I suffer for it, and that’s okay, because when I decided to fight for my rights, I knew it was war and in war, you get hurt, but you don’t back down. So, i’m used to the idea that I am “modern” which means immoral, the idea that I am “problematic” which means I will call a spade a spade out loud, I’m used to the idea that I am “weird” which means that I refuse to let go of my childish ideas of equality and just while away my time on social media calling women goddesses. I’m used to all that, but the other thing I won’t get used to, is men in the army sexually harassing me. Of course the army would never agree with this, after all they are bastion of chivalry and respecting women, and they would rather draw attention to my drinking, smoking, friendships with men and low cut dresses. I have no problem admitting I do all of those things, that doesn’t change the fact that in three years I have accumulated a dozen stories of sexual harassment, and the bulk of them are about “senior” officers in the organisation. In fact, I only have two stories involving a jawan, and usually the argument they make for keeping women out of the troops is that the jawans cannot handle it. I call bullshit, it’s them, the men in ranks, who cannot handle a woman who takes charge so they use every tool available to them to keep us behaving in a way that is amenable to the organisation.
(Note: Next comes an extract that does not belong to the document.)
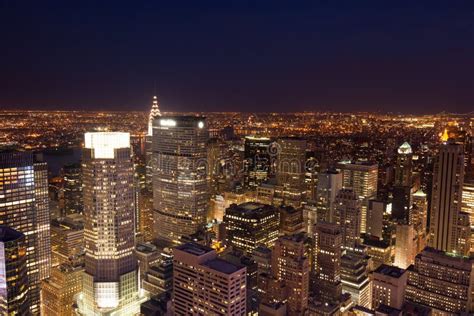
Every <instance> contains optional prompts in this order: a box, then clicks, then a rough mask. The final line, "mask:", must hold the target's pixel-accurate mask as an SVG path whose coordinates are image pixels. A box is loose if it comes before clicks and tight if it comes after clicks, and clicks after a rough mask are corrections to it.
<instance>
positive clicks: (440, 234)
mask: <svg viewBox="0 0 474 316" xmlns="http://www.w3.org/2000/svg"><path fill="white" fill-rule="evenodd" d="M463 182H464V147H463V145H461V144H457V143H454V142H452V141H448V142H446V143H443V144H442V145H441V146H440V150H439V154H438V157H437V161H436V163H435V164H434V170H433V190H432V195H431V215H430V229H429V240H430V246H431V247H433V248H435V249H439V250H442V251H446V252H451V253H457V254H463V255H466V254H468V252H469V250H470V247H468V245H467V244H466V242H467V243H469V241H470V240H467V241H466V240H463V238H462V236H463V231H466V230H469V232H470V226H469V225H468V226H467V227H465V226H463V225H462V223H463V221H461V220H462V218H461V216H460V215H461V214H460V212H461V197H462V184H463ZM468 239H469V238H468Z"/></svg>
Well, no. I won’t. I won’t do it, and if I have to be the one to suffer backlash and only gain silent support from other women who are scared to speak out loud. It’s not their fault, you cannot survive speaking out against the army because “Siachen me humare jawan khade hain” and while I have nothing but respect for the martyrdom and work of our soldiers that cannot be a reason to hold others in silence. I will not rest in silence. I have no traditions, but what I do have, is an iron-clad armour of principles, and an understanding that in the wars you do not win, you die. I am fine with that. I know the intensity of the beast I am fighting, the army is just one part of the patriarchy.